Is an Only Child a lonely Child?

Page 149

Is an Only Child a lonely Child?

This month and Modern Family, child psychologist Dr. Ethan Stevens answers a question from Andrea Gonzales, who writes:

Dear Dr. Stevens,

My husband and I are facing a dilemma, namely, the issue of whether to have a second child. We already have one healthy, happy five-year-old son.

Both of us have demanding jobs and limited time and financial resources, but we also want to make sure that our only child does not become a lonely child. What the pros and cons of having a second child?

Dear Andrea,

This is one of the most difficult issues that parents nowadays face. As you point out, a concern that is often heard with regard to only children is whether one child necessarily means a lonely child.

Many parents feel a stigma associated with their decision to have only one child, fearing they are seen as thinking only about themselves as opposed to about their child’s well-being.

There are no other children in the family for the child to associate with, which may lead to the child feeling lonely, especially if both parents are working.

Another common argument against having just one child is that an only child may be more spoiled than one with siblings.

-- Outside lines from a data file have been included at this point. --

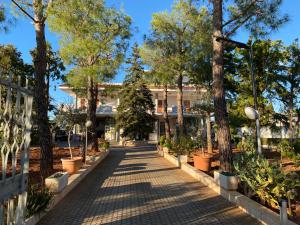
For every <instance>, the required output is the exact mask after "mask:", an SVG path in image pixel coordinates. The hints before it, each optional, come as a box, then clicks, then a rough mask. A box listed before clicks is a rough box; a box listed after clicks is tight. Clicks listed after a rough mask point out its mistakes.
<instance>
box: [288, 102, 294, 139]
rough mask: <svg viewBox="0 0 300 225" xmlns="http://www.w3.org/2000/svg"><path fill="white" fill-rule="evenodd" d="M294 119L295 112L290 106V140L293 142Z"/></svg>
mask: <svg viewBox="0 0 300 225" xmlns="http://www.w3.org/2000/svg"><path fill="white" fill-rule="evenodd" d="M293 118H294V110H293V106H290V107H289V139H290V141H292V142H293V141H294V138H295V134H294V132H295V131H294V124H293V121H294V120H293Z"/></svg>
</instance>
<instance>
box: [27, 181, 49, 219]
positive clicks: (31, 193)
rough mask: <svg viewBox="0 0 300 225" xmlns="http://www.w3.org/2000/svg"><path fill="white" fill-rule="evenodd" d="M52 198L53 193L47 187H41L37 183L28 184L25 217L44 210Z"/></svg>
mask: <svg viewBox="0 0 300 225" xmlns="http://www.w3.org/2000/svg"><path fill="white" fill-rule="evenodd" d="M52 198H53V194H52V193H51V192H50V191H49V190H48V189H47V188H41V187H40V186H38V185H33V186H30V187H29V190H28V197H27V204H26V218H29V217H31V216H33V215H35V214H38V213H42V212H45V211H46V210H47V208H48V206H49V204H50V202H51V200H52Z"/></svg>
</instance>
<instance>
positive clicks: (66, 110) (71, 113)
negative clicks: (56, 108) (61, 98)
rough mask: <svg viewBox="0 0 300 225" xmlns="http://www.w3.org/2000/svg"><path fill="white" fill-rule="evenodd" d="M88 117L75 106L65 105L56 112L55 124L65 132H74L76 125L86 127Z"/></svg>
mask: <svg viewBox="0 0 300 225" xmlns="http://www.w3.org/2000/svg"><path fill="white" fill-rule="evenodd" d="M85 121H86V115H84V114H80V113H79V112H77V111H76V110H75V109H74V107H73V105H71V104H63V105H61V106H60V107H59V108H58V110H57V111H56V112H55V119H54V122H55V124H56V125H57V126H58V127H59V128H61V129H63V130H65V131H72V130H73V128H74V126H75V125H80V126H81V127H83V126H84V123H85Z"/></svg>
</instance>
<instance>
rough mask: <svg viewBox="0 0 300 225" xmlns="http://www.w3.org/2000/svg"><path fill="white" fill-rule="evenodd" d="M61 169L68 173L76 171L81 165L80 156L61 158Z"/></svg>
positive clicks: (81, 166) (70, 172)
mask: <svg viewBox="0 0 300 225" xmlns="http://www.w3.org/2000/svg"><path fill="white" fill-rule="evenodd" d="M61 162H62V166H63V170H64V171H66V172H68V174H74V173H76V172H77V171H78V170H79V169H80V168H81V167H82V157H73V158H72V159H71V158H64V159H61Z"/></svg>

Many people believe that a single child will not have learned to negotiate with others or respect the give-and-take involved in many relationships.

Some think this may leave the child less capable of interacting well with people his or her own age than one who is been raised with siblings.

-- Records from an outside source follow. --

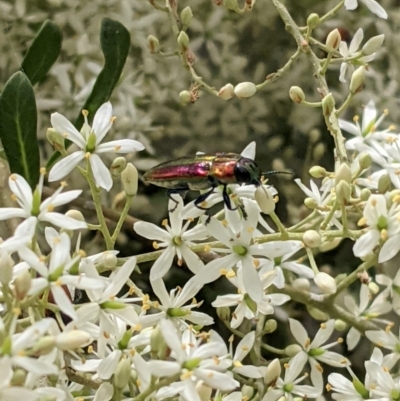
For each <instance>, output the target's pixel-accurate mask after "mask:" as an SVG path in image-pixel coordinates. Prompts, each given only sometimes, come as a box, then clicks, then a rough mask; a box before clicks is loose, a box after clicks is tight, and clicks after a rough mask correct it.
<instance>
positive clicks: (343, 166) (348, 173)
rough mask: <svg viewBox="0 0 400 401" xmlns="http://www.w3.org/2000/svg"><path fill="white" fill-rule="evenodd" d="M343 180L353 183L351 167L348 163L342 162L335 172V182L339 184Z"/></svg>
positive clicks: (349, 183)
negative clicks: (343, 162) (351, 174)
mask: <svg viewBox="0 0 400 401" xmlns="http://www.w3.org/2000/svg"><path fill="white" fill-rule="evenodd" d="M342 180H343V181H345V182H347V183H348V184H351V169H350V166H349V165H348V164H347V163H341V164H340V166H339V168H338V169H337V170H336V173H335V184H339V182H340V181H342Z"/></svg>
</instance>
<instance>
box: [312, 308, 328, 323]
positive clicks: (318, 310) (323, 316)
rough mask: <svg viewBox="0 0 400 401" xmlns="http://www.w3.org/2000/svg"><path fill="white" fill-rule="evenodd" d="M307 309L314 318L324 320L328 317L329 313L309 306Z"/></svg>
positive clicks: (316, 319)
mask: <svg viewBox="0 0 400 401" xmlns="http://www.w3.org/2000/svg"><path fill="white" fill-rule="evenodd" d="M307 311H308V313H309V314H310V315H311V317H312V318H314V319H315V320H319V321H321V322H326V321H327V320H328V319H329V315H328V314H327V313H325V312H322V311H321V310H319V309H316V308H313V307H311V306H307Z"/></svg>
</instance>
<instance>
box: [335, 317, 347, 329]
mask: <svg viewBox="0 0 400 401" xmlns="http://www.w3.org/2000/svg"><path fill="white" fill-rule="evenodd" d="M346 329H347V323H346V322H344V321H343V320H340V319H336V320H335V330H336V331H344V330H346Z"/></svg>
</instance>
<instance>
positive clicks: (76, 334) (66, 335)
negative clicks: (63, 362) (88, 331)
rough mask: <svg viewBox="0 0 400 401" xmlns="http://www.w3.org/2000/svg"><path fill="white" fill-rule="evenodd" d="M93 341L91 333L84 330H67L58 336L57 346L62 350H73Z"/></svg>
mask: <svg viewBox="0 0 400 401" xmlns="http://www.w3.org/2000/svg"><path fill="white" fill-rule="evenodd" d="M92 341H93V339H92V337H91V336H90V334H89V333H87V332H86V331H83V330H70V331H65V332H63V333H61V334H59V335H58V336H57V339H56V345H57V348H58V349H60V350H62V351H72V350H74V349H77V348H81V347H85V346H87V345H89V344H90V343H91V342H92Z"/></svg>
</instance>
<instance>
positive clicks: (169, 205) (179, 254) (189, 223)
mask: <svg viewBox="0 0 400 401" xmlns="http://www.w3.org/2000/svg"><path fill="white" fill-rule="evenodd" d="M177 202H178V203H177V204H176V203H175V201H173V200H172V199H170V200H169V202H168V208H169V210H170V212H169V218H170V222H171V225H169V224H168V221H167V220H164V222H163V223H162V225H163V226H164V227H165V230H163V229H161V228H160V227H158V226H156V225H155V224H151V223H147V222H144V221H139V222H137V223H135V224H134V225H133V229H134V230H135V231H136V232H137V233H138V234H139V235H141V236H142V237H145V238H149V239H154V240H157V241H161V242H160V243H154V245H155V246H156V247H157V248H158V247H162V248H165V249H164V251H163V252H162V254H161V256H160V257H159V258H158V259H157V260H156V261H155V262H154V264H153V266H152V268H151V271H150V281H154V280H157V279H159V278H162V277H164V276H165V274H166V273H167V272H168V270H169V269H170V268H171V265H172V262H173V259H174V257H175V255H177V256H178V264H182V262H183V260H184V261H185V262H186V264H187V266H188V268H189V269H190V270H191V271H192V272H193V273H195V274H196V273H198V272H199V271H200V270H202V269H203V268H204V264H203V262H202V261H201V259H200V258H199V257H198V256H197V255H196V254H195V253H194V252H193V251H192V250H191V249H190V248H189V246H191V245H194V244H193V242H192V241H194V240H202V239H205V238H206V237H207V230H206V229H205V227H204V226H203V225H196V226H195V227H193V228H191V229H190V230H188V227H189V224H190V221H187V222H186V223H185V224H183V220H182V218H181V217H180V214H181V211H182V208H183V200H182V198H181V197H179V198H177Z"/></svg>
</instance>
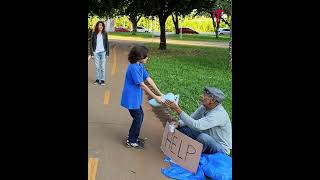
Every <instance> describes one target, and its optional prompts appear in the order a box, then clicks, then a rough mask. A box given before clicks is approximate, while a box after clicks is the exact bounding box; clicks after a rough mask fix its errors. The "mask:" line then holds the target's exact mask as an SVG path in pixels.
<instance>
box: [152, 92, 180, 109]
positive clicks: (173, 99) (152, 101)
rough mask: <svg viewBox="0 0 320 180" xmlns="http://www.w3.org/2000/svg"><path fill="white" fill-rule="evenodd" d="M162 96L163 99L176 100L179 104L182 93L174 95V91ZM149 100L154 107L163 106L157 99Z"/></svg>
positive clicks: (174, 100) (170, 100) (164, 99)
mask: <svg viewBox="0 0 320 180" xmlns="http://www.w3.org/2000/svg"><path fill="white" fill-rule="evenodd" d="M161 98H162V99H163V100H170V101H174V102H175V103H176V104H178V102H179V98H180V95H179V94H177V95H174V94H173V93H168V94H166V95H163V96H162V97H161ZM148 102H149V104H150V105H151V106H153V107H160V106H161V104H159V103H158V102H157V101H156V100H155V99H150V100H149V101H148Z"/></svg>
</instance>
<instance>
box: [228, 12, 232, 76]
mask: <svg viewBox="0 0 320 180" xmlns="http://www.w3.org/2000/svg"><path fill="white" fill-rule="evenodd" d="M229 56H230V60H229V65H230V68H231V71H232V17H231V19H230V43H229Z"/></svg>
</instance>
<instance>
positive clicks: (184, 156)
mask: <svg viewBox="0 0 320 180" xmlns="http://www.w3.org/2000/svg"><path fill="white" fill-rule="evenodd" d="M202 146H203V145H202V144H201V143H199V142H198V141H196V140H193V139H192V138H190V137H188V136H187V135H185V134H183V133H181V132H180V131H178V130H177V129H175V131H174V132H173V133H171V132H169V123H168V122H167V124H166V127H165V129H164V133H163V136H162V142H161V147H160V148H161V150H162V151H163V153H164V154H165V155H167V156H169V157H170V158H171V160H172V161H174V162H175V163H176V164H178V165H180V166H181V167H183V168H185V169H187V170H189V171H191V172H193V173H196V172H197V169H198V165H199V160H200V155H201V153H202Z"/></svg>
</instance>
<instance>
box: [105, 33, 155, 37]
mask: <svg viewBox="0 0 320 180" xmlns="http://www.w3.org/2000/svg"><path fill="white" fill-rule="evenodd" d="M108 36H109V37H136V38H152V34H151V33H136V34H135V35H133V34H132V32H108Z"/></svg>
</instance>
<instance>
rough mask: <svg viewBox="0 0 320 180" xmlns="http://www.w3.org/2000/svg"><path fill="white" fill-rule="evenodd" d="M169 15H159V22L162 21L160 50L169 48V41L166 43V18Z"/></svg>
mask: <svg viewBox="0 0 320 180" xmlns="http://www.w3.org/2000/svg"><path fill="white" fill-rule="evenodd" d="M167 18H168V16H166V17H164V16H159V23H160V46H159V49H160V50H166V49H167V43H166V20H167Z"/></svg>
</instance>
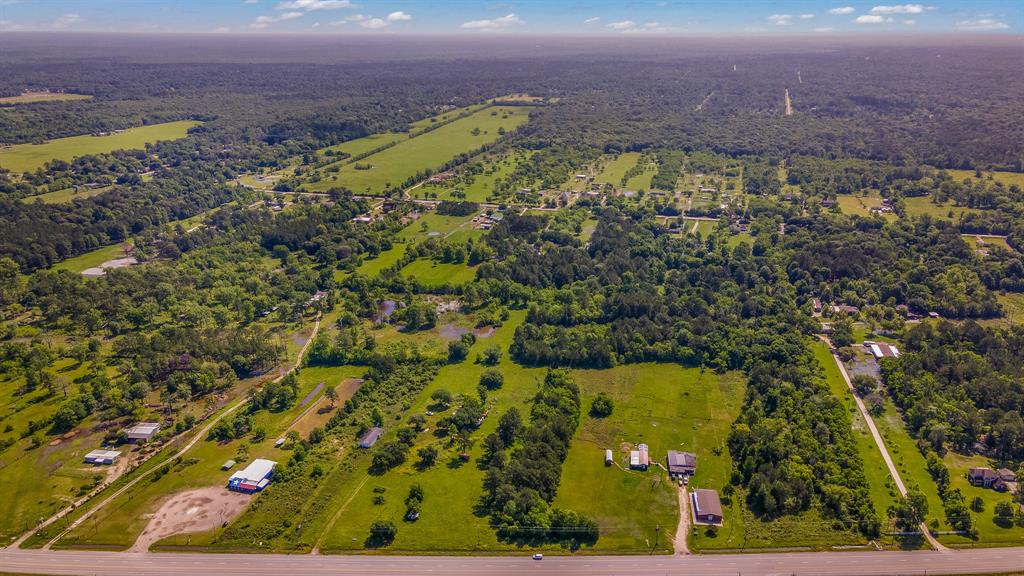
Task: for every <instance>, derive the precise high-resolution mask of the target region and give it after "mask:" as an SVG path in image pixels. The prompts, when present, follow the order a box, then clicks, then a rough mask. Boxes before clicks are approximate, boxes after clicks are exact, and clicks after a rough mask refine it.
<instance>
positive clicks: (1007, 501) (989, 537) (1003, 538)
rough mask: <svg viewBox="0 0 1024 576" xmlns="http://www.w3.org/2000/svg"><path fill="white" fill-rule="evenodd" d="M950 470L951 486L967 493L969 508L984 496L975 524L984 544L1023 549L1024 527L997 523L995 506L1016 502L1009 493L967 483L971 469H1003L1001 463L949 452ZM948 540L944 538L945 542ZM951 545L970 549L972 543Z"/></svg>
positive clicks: (948, 452)
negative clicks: (1012, 547)
mask: <svg viewBox="0 0 1024 576" xmlns="http://www.w3.org/2000/svg"><path fill="white" fill-rule="evenodd" d="M943 461H945V464H946V467H947V468H949V485H950V486H951V487H952V488H954V489H958V490H959V491H961V492H963V493H964V498H965V500H967V503H968V505H971V502H972V501H974V499H975V497H980V498H981V499H982V501H984V507H983V509H982V510H981V511H973V510H972V518H973V520H974V525H975V526H976V527H977V529H978V542H979V543H980V544H982V545H986V544H998V545H1014V546H1020V545H1022V544H1024V527H1021V526H1017V525H1016V524H1015V523H1012V522H1011V523H1005V524H1002V525H1001V526H1000V525H999V524H996V523H995V516H994V512H995V504H996V503H998V502H1013V497H1012V496H1011V495H1010V494H1009V493H1007V492H996V491H995V490H991V489H987V488H980V487H977V486H972V485H971V483H970V482H968V481H967V470H968V469H970V468H972V467H975V466H984V467H990V468H992V469H995V468H998V467H1000V466H999V465H998V463H997V462H994V461H992V460H989V459H988V458H986V457H984V456H980V455H977V454H975V455H972V456H966V455H964V454H956V453H954V452H947V453H946V455H945V457H944V458H943ZM1018 509H1020V508H1019V504H1014V510H1015V511H1016V510H1018ZM945 541H946V540H945V539H943V542H945ZM948 543H949V544H950V545H954V546H955V545H961V546H970V545H971V544H970V543H969V541H963V539H961V538H956V539H955V540H954V541H952V542H948Z"/></svg>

Your son is not alone in being an only child. There’s an increasing trend for choosing to have only one child for the very same reasons you listed. In South Korea, for example, the percentage of families with only one child is higher than ever.

This follows a general trend in Asia where in many countries − including Japan, China, Singapore, and Thailand − couples are having on average fewer than two children.

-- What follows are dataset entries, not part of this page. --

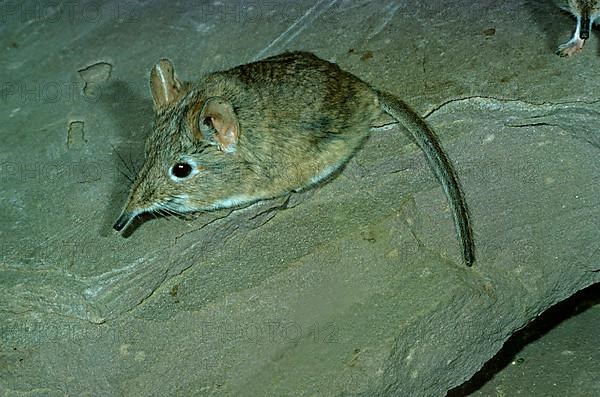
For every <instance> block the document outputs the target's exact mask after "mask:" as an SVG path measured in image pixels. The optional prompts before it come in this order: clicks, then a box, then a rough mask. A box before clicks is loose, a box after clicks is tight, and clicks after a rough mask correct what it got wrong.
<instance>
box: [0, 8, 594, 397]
mask: <svg viewBox="0 0 600 397" xmlns="http://www.w3.org/2000/svg"><path fill="white" fill-rule="evenodd" d="M116 3H117V2H109V1H105V2H103V1H93V2H92V1H87V2H86V1H81V2H76V3H69V5H67V4H63V5H62V6H58V5H57V4H56V3H55V2H53V3H52V4H50V3H49V4H48V5H46V4H45V3H44V2H10V1H4V2H0V6H1V7H2V14H0V17H2V19H3V22H6V23H3V25H2V26H1V27H0V43H1V44H2V46H1V49H0V51H1V52H2V55H1V56H0V71H1V74H0V76H1V78H0V84H1V87H0V90H1V91H0V110H1V113H0V114H2V116H0V117H2V125H3V127H2V130H1V131H0V134H1V136H2V142H3V143H2V146H0V178H1V180H2V184H1V187H2V194H1V195H0V214H1V217H2V228H1V229H0V238H1V242H2V243H1V244H2V245H1V246H0V248H1V251H0V285H1V288H0V338H1V339H0V342H1V350H0V352H1V354H0V391H1V393H0V394H2V395H7V396H17V395H25V394H27V395H48V396H58V395H198V396H203V395H231V396H246V395H247V396H256V395H277V396H286V395H290V396H292V395H293V396H298V395H306V396H309V395H319V396H342V395H348V396H349V395H352V396H386V395H387V396H398V395H410V396H435V395H440V396H442V395H444V394H445V393H446V391H447V390H449V389H450V388H452V387H454V386H457V385H459V384H461V383H462V382H464V381H465V380H467V379H468V378H469V377H470V376H471V375H472V374H473V373H475V372H476V371H477V370H478V369H479V368H480V367H481V366H482V365H483V364H484V363H485V362H486V361H487V360H488V359H490V357H492V356H493V355H494V354H495V353H496V352H497V351H498V350H499V349H500V348H501V346H502V345H503V343H504V342H505V341H506V340H507V339H508V338H509V337H510V335H511V334H513V333H514V332H515V331H516V330H518V329H520V328H522V327H524V326H525V325H526V324H527V323H528V322H530V321H531V320H532V319H534V318H536V316H538V315H539V314H540V313H542V312H543V311H544V310H546V309H547V308H549V307H551V306H552V305H553V304H555V303H557V302H560V301H562V300H564V299H565V298H567V297H569V296H571V295H572V294H574V293H575V292H576V291H578V290H580V289H582V288H584V287H586V286H588V285H590V284H593V283H596V282H598V281H600V245H599V243H598V241H599V240H600V239H599V237H600V234H599V231H598V230H599V229H598V225H600V171H599V170H600V167H598V155H599V153H600V135H599V134H598V131H599V130H600V121H599V119H598V117H597V115H598V113H599V112H600V99H599V98H598V97H597V95H596V90H595V87H594V86H593V84H590V83H589V82H591V81H594V79H597V76H596V75H595V74H596V73H597V71H598V70H600V68H598V67H597V65H596V63H598V62H600V57H599V55H598V53H597V51H596V48H594V46H593V45H589V46H588V47H586V50H585V51H584V53H583V54H581V55H580V56H579V57H578V58H574V59H572V60H565V59H561V58H558V57H557V56H556V55H554V54H553V47H554V46H555V44H558V43H560V42H562V41H564V40H563V38H565V37H568V35H569V30H570V29H571V27H572V26H571V25H572V24H573V21H572V20H570V19H569V18H568V16H565V15H563V14H561V12H560V11H559V10H558V9H555V8H554V6H553V5H551V4H549V5H544V4H535V5H530V4H529V3H525V4H523V3H522V2H514V4H513V2H495V1H481V2H478V3H477V4H476V5H473V4H472V2H467V1H458V2H455V3H456V4H454V5H453V7H452V8H451V9H450V8H449V7H448V6H447V3H446V2H442V1H440V2H437V1H433V2H427V4H426V5H424V4H421V2H416V1H410V2H405V3H402V4H400V5H399V4H396V2H392V1H390V2H386V1H375V2H371V1H348V2H342V1H335V0H333V1H323V0H320V1H312V2H294V4H293V5H290V4H288V3H286V2H281V3H269V4H270V5H267V4H266V3H265V4H261V3H253V4H245V3H236V5H235V6H234V5H231V6H229V5H227V4H223V3H218V2H216V3H200V2H198V3H196V2H177V3H174V2H164V1H155V2H140V3H137V2H131V3H127V4H123V3H122V2H119V4H120V5H117V4H116ZM499 3H502V4H499ZM540 37H545V39H543V40H542V41H540V39H539V38H540ZM591 43H593V39H592V40H590V44H591ZM285 49H304V50H311V51H314V52H316V53H317V54H319V55H320V56H322V57H324V58H327V59H330V60H335V61H337V62H338V63H339V64H340V65H341V66H342V67H344V68H346V69H348V70H351V71H352V72H354V73H356V74H357V75H359V76H361V77H362V78H363V79H365V80H366V81H369V82H370V83H372V84H373V85H375V86H378V87H385V88H386V89H387V90H389V91H391V92H394V93H397V94H398V95H400V96H403V98H404V99H405V100H406V101H407V102H409V103H411V104H413V105H414V106H415V108H416V109H419V111H420V113H422V114H426V116H427V120H428V122H429V123H430V124H431V125H432V126H433V127H434V129H435V130H436V131H438V134H439V136H440V138H441V139H442V141H443V144H444V146H445V148H446V149H447V151H448V153H449V155H450V157H451V158H452V159H453V160H454V162H455V164H456V166H457V170H458V172H459V175H460V177H461V179H462V182H463V185H464V188H465V191H466V195H467V199H468V202H469V203H470V206H471V209H472V212H473V220H474V224H475V228H476V238H477V246H478V256H479V261H478V263H477V264H476V265H475V267H473V268H466V267H464V266H463V265H462V264H461V259H460V252H459V245H458V242H457V241H456V237H455V235H454V229H453V225H452V220H451V216H450V214H449V212H448V208H447V205H446V201H445V199H444V196H443V193H442V191H441V189H440V187H439V185H438V183H437V181H436V180H435V177H434V176H433V174H432V173H431V172H430V170H429V169H428V167H427V164H426V163H425V161H424V159H423V156H422V154H421V153H420V152H419V150H418V149H417V148H416V147H415V145H414V144H413V143H412V142H411V141H410V139H408V138H407V137H406V135H405V134H404V131H403V130H402V128H401V127H399V126H397V125H394V124H390V123H389V122H388V121H387V120H382V121H381V124H380V125H378V126H374V130H373V134H372V137H371V139H370V140H369V141H368V142H367V144H366V145H365V147H364V149H363V150H362V151H361V152H359V153H358V155H357V156H356V157H355V158H354V159H353V160H352V161H351V162H350V164H348V167H347V168H346V169H345V171H344V172H343V173H342V174H341V175H340V176H339V177H338V178H337V179H335V180H334V181H332V182H331V183H329V184H327V185H325V186H323V187H321V188H318V189H315V190H313V191H310V192H307V193H304V194H302V195H292V196H290V197H285V198H282V199H278V200H273V201H269V202H264V203H259V204H257V205H255V206H252V207H249V208H246V209H244V210H239V211H218V212H214V213H210V214H201V215H198V216H195V217H190V218H189V219H164V218H163V219H156V220H149V221H148V222H145V223H143V224H140V225H139V227H137V228H136V230H135V231H134V232H133V233H132V234H131V235H130V236H128V237H127V238H122V237H120V236H119V235H116V234H115V233H113V231H112V230H111V224H112V222H113V221H114V219H115V217H116V216H117V214H118V212H119V209H120V205H121V204H122V202H123V200H124V198H125V195H126V192H127V187H128V181H127V180H126V178H125V177H124V176H123V175H122V174H123V173H124V174H126V175H129V176H131V175H132V174H133V173H134V172H135V169H134V168H135V167H139V165H140V162H141V156H142V153H143V140H144V137H145V135H146V134H147V132H148V131H149V129H150V128H151V121H152V109H151V101H150V95H149V93H148V87H147V78H148V76H147V75H148V70H149V68H150V67H151V65H153V64H154V62H155V61H156V60H157V59H159V58H161V57H169V58H171V59H173V60H174V62H175V64H176V65H178V67H179V73H180V75H181V76H182V77H184V78H187V79H192V78H198V77H199V76H200V75H201V74H202V73H203V72H207V71H210V70H215V69H218V68H225V67H230V66H234V65H236V64H239V63H243V62H248V61H251V60H253V59H257V58H260V57H263V56H267V55H272V54H275V53H278V52H281V51H283V50H285ZM426 109H429V110H426Z"/></svg>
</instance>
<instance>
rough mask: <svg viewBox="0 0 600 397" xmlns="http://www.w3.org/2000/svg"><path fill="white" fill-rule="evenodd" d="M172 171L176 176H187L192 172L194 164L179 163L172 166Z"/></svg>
mask: <svg viewBox="0 0 600 397" xmlns="http://www.w3.org/2000/svg"><path fill="white" fill-rule="evenodd" d="M171 173H172V174H173V176H175V177H176V178H186V177H188V176H190V174H191V173H192V166H191V165H189V164H188V163H177V164H175V165H174V166H173V168H171Z"/></svg>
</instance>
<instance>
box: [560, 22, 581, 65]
mask: <svg viewBox="0 0 600 397" xmlns="http://www.w3.org/2000/svg"><path fill="white" fill-rule="evenodd" d="M580 30H581V17H579V16H578V17H577V27H576V28H575V33H573V36H572V37H571V40H569V41H567V42H566V43H564V44H561V45H560V46H558V49H557V50H556V54H557V55H559V56H561V57H570V56H573V55H575V54H578V53H580V52H581V50H583V44H584V43H585V40H583V39H582V38H580V37H579V33H580Z"/></svg>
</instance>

Advocates of single-child families argue that there are advantages for the child as well as the parents. With just one child, they suggest, there is less potential for family arguments arising from sibling jealousy or parents favoring one child, over the other(s).

Moreover, with only one child, the parents can afford to give more quality time and attention. This often leads to increased self-esteem, which, combined with increased independence, can lead to the child being more confident.

There are a number of ways that parents can help to ensure that their only child doesn’t get lonely. Here are some suggestions for parenting an only child:

Let them be social. Children need friends their age and playing in a group encourages skills like sharing, teamwork, and patience.

Find ways for your child to socialize, such as play groups, sports, or summer camp. Welcome challenges. Only children learn to do many things for themselves, though they will need your help for some things. Encourage your child to challenge himself by solving problems independently.

Alone time is okay, too. As much as you want to help your child interact well with others, don’t worry too much about a child who is content to keep to himself. Time spent alone contributes to personality development and decision-making skills.

Unfortunately, Andrea, there is no simple answer to the question of whether or not to have a second child. The circumstances affecting each set of parents are unique; I always believe what is appropriate for one family may not be for another.

The important thing, in the end, is to make a decision that both you and your husband feel confident about.